Dream Scenario Tries to Spin Magical Realism as Cultural Criticism
Nicolas Cage’s new comedy fantasy film Dream Scenario desperately wants to satirize our celebrity-obsessed times. But with American society already so steeped in hypercommercialism, it feels like it's several decades too late.

Nicolas Cage in Dream Scenario. (A24)
This dank, unpleasant A24 comedy-drama starring Nicolas Cage is currently playing in theaters. But nobody is likely to break an ankle rushing out to see it.

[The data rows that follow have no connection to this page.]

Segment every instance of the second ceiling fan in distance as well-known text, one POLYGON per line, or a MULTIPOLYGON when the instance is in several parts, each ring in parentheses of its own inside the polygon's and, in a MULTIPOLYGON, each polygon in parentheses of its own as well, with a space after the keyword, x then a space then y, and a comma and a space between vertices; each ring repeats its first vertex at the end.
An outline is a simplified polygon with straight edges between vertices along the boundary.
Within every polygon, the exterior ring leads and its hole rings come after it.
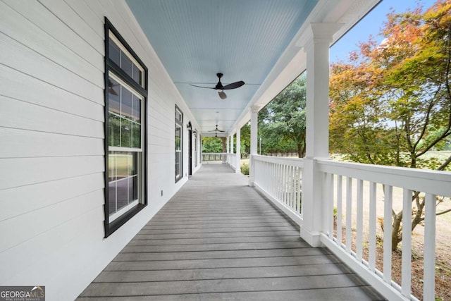
POLYGON ((223 132, 225 132, 225 130, 220 130, 219 128, 218 128, 218 125, 216 125, 216 128, 215 128, 215 129, 214 129, 214 130, 209 130, 209 132, 215 132, 215 135, 214 135, 214 137, 218 137, 218 132, 221 132, 221 133, 223 133, 223 132))
POLYGON ((216 76, 219 80, 218 80, 218 83, 216 84, 216 85, 214 87, 197 86, 195 85, 191 85, 193 87, 197 87, 199 88, 214 89, 215 90, 218 91, 218 94, 221 99, 226 99, 227 98, 227 95, 224 92, 224 90, 239 88, 240 87, 245 85, 245 82, 243 82, 242 80, 240 80, 238 82, 232 82, 231 84, 226 85, 225 86, 223 86, 222 82, 221 82, 221 78, 223 77, 223 73, 216 73, 216 76))

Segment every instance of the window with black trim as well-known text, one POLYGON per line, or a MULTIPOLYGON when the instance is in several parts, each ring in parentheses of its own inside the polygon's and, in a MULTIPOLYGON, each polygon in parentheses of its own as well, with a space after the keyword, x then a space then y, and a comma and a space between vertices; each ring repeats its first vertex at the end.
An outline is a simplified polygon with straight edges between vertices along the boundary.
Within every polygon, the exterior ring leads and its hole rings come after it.
POLYGON ((194 130, 193 132, 193 133, 194 134, 194 167, 197 167, 197 130, 194 130))
POLYGON ((175 182, 183 177, 183 113, 175 106, 175 182))
POLYGON ((105 237, 147 204, 147 69, 105 18, 105 237))

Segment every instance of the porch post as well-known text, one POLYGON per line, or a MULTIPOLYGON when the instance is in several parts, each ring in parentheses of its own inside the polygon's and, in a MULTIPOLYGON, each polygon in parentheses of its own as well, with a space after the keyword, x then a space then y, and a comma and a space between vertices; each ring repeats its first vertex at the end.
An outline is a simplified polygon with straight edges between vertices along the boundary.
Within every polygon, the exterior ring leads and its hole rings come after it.
POLYGON ((237 129, 237 162, 235 172, 237 173, 241 173, 241 129, 238 128, 237 129))
POLYGON ((328 158, 329 152, 329 47, 338 24, 312 23, 311 39, 307 52, 306 157, 302 173, 303 223, 301 237, 313 247, 321 246, 323 209, 322 179, 316 159, 328 158))
POLYGON ((226 138, 226 145, 227 147, 227 149, 226 150, 226 163, 229 163, 228 162, 228 154, 230 153, 230 145, 229 144, 229 137, 230 136, 227 136, 226 138))
POLYGON ((251 111, 251 154, 249 158, 249 185, 254 186, 254 169, 253 156, 257 154, 258 131, 259 131, 259 106, 252 106, 251 111))

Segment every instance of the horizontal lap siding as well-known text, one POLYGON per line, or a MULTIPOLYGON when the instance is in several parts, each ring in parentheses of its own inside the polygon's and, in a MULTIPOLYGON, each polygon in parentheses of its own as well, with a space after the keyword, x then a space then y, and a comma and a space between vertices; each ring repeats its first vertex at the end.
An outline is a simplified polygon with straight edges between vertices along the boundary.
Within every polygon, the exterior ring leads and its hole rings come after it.
POLYGON ((125 2, 0 0, 0 285, 74 299, 186 180, 174 181, 175 104, 195 121, 125 2), (149 206, 107 239, 105 16, 149 75, 149 206))

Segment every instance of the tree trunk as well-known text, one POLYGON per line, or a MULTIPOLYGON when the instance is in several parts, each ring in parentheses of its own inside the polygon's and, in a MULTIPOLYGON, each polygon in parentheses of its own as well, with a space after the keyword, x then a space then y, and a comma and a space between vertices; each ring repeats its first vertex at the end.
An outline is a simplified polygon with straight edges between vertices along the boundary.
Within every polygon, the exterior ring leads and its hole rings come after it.
POLYGON ((392 223, 392 252, 396 251, 397 245, 402 240, 402 211, 397 214, 393 213, 392 223))

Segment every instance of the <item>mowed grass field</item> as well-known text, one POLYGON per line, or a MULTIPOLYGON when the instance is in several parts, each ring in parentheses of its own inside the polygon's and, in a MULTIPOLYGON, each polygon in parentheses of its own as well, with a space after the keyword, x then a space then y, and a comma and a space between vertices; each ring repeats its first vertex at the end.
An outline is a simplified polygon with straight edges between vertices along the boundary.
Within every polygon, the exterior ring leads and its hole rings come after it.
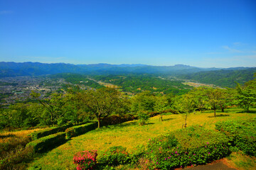
MULTIPOLYGON (((255 112, 256 109, 253 109, 252 113, 255 112)), ((202 125, 214 130, 218 121, 245 120, 254 117, 256 117, 255 113, 242 113, 240 108, 229 108, 225 113, 217 112, 216 118, 213 117, 213 111, 191 113, 188 118, 187 124, 188 126, 202 125)), ((47 153, 40 154, 29 166, 41 167, 42 169, 75 169, 73 157, 78 152, 96 149, 100 154, 110 147, 120 145, 127 147, 131 152, 137 146, 146 144, 152 137, 181 129, 184 123, 182 115, 167 113, 163 116, 163 121, 159 121, 159 115, 151 118, 149 123, 143 126, 139 126, 137 120, 134 120, 90 131, 72 138, 47 153)), ((237 157, 235 157, 236 159, 237 157)), ((229 161, 232 162, 232 157, 229 161)), ((252 161, 252 164, 250 166, 255 166, 256 162, 252 161)))

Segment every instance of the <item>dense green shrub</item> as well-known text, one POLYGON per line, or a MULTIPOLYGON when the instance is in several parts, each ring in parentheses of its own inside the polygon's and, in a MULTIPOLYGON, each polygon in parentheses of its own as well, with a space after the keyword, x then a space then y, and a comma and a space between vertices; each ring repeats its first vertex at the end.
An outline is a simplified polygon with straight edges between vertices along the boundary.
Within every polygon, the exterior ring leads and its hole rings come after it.
POLYGON ((134 116, 129 114, 124 115, 122 117, 121 117, 120 115, 113 115, 104 118, 102 121, 102 125, 105 126, 116 125, 129 120, 133 120, 134 119, 134 116))
POLYGON ((30 135, 31 136, 32 140, 35 140, 54 133, 64 132, 67 128, 72 126, 72 124, 68 124, 60 127, 52 127, 42 130, 36 131, 31 133, 30 135))
POLYGON ((0 159, 0 169, 25 169, 25 164, 33 158, 33 149, 32 147, 18 146, 3 156, 4 158, 0 159))
POLYGON ((225 135, 191 127, 150 140, 146 159, 149 169, 171 169, 206 164, 229 154, 225 135))
POLYGON ((138 113, 138 118, 139 124, 140 125, 144 125, 149 122, 150 116, 147 113, 141 111, 138 113))
POLYGON ((54 146, 60 144, 65 141, 65 133, 62 132, 33 140, 27 144, 26 147, 33 147, 35 152, 42 152, 53 148, 54 146))
POLYGON ((117 146, 110 147, 106 150, 100 158, 99 158, 98 162, 104 164, 117 166, 127 164, 129 160, 127 149, 121 146, 117 146))
POLYGON ((256 156, 256 119, 238 121, 218 122, 215 129, 230 139, 233 147, 247 154, 256 156))
POLYGON ((94 169, 97 156, 96 150, 79 152, 74 155, 73 163, 78 165, 78 170, 94 169))
POLYGON ((87 132, 95 130, 97 127, 97 123, 89 123, 85 125, 69 128, 65 131, 66 134, 66 139, 69 140, 72 137, 84 134, 87 132))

The film’s potentially funny premise about a dull, professionally thwarted professor and all-around mediocrity who suddenly starts turning up in many random people’s dreams, which brings him a strange kind of fame and social significance, soon drifts off course and runs aground in a swamp of uninspired topicality and failed attempts at profundity.
Cage plays Paul Matthews, a tenured professor of evolutionary biology at a small college, who somehow arrived at this secure career eminence without ever publishing — God only knows how. He’s a negligible teacher as well, unable to get his students interested in the question of the zebra’s lack of camouflage in its mostly tan environment on African savannas. In short, as we all stare at the big image of a lone, exposed zebra on the classroom screen, Paul asks why the dynamic black-and-white stripes?